Although there was medical testimony that could support a finding that the cervical spine injury was causally related to the accident, it is within the Board's province to assess the credibility of the medical testimony presented, and it was free to reject any portion of that testimony (see Matter of Levin v Rensselaer Polytechnic Inst., 164 AD3d at 1506; Matter of Conyers v Van Rensselaer Manor, 80 AD3d 914, 914 ). The medical testimony considered by the Board in this matter contained conflicting findings and equivocal narratives regarding whether claimant's cervical spine injury was causally related to the accident, and, inasmuch as neither treating physician reviewed claimant's medical records from his prior cervical spine surgery, the Board was entitled to reject the physicians' opinions regarding causation as mere expressions of possibility and speculation (see Matter of Levin v Rensselaer Polytechnic Inst., 164 AD3d at 1506; Matter of Park v Corizon Health Inc., 158 AD3d at 971; Matter of Corina—Chernosky v Dormitory Auth. of State of N.Y., 157 AD3d at 1069-1070; compare Matter of Johnson v New York City Bd. of Educ., 169 AD2d at 1003). Accordingly, we [*3]find that substantial evidence supports the Board's finding that claimant failed to meet his burden of establishing that the cervical spine injury was causally related to the work-related incident.

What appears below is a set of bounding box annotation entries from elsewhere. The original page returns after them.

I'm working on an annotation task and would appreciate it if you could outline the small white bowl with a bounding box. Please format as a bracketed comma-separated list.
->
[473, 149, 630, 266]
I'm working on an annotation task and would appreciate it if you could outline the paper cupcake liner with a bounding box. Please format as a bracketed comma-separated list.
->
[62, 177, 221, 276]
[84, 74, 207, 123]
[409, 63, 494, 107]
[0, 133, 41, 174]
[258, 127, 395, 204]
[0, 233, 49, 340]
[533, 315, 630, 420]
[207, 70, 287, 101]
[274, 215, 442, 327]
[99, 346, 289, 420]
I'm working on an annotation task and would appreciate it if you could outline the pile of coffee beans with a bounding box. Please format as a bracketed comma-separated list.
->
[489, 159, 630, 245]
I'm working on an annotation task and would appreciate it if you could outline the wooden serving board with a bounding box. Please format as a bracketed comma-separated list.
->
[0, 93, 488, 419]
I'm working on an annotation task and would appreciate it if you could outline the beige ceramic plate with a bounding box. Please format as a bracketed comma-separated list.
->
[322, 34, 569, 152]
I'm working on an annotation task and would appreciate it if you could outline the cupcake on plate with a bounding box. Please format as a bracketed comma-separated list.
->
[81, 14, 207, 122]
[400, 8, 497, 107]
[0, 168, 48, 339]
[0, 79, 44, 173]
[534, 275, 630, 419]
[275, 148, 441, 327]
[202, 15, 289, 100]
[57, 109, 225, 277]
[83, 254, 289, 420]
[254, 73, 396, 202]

Finally, we reject claimant's argument that the Board applied the incorrect standard of review in determining whether claimant's cervical spine injury was causally related to the work-related accident. A review of the Board's decision reflects that the Board identified and referenced the proper preponderance of the evidence standard and "weighed the evidence and gave effect to its preponderance" (Matter of Webb v Cooper Crouse Hinds Co., 62 AD3d 57, 59  [internal quotation marks, brackets, ellipsis and citation omitted]; see Matter of Eaton v Dellapenna Assoc., 91 AD3d 1008, 1009-1010 ; Matter of Maricle v Crouse Hinds, 67 AD3d 1284, 1285 ). To the extent that we have not addressed any of claimant's arguments, they have been found to be without merit.
Garry, P.J., McCarthy, Egan Jr. and Devine, JJ., concur.
ORDERED that the decision is affirmed, without costs.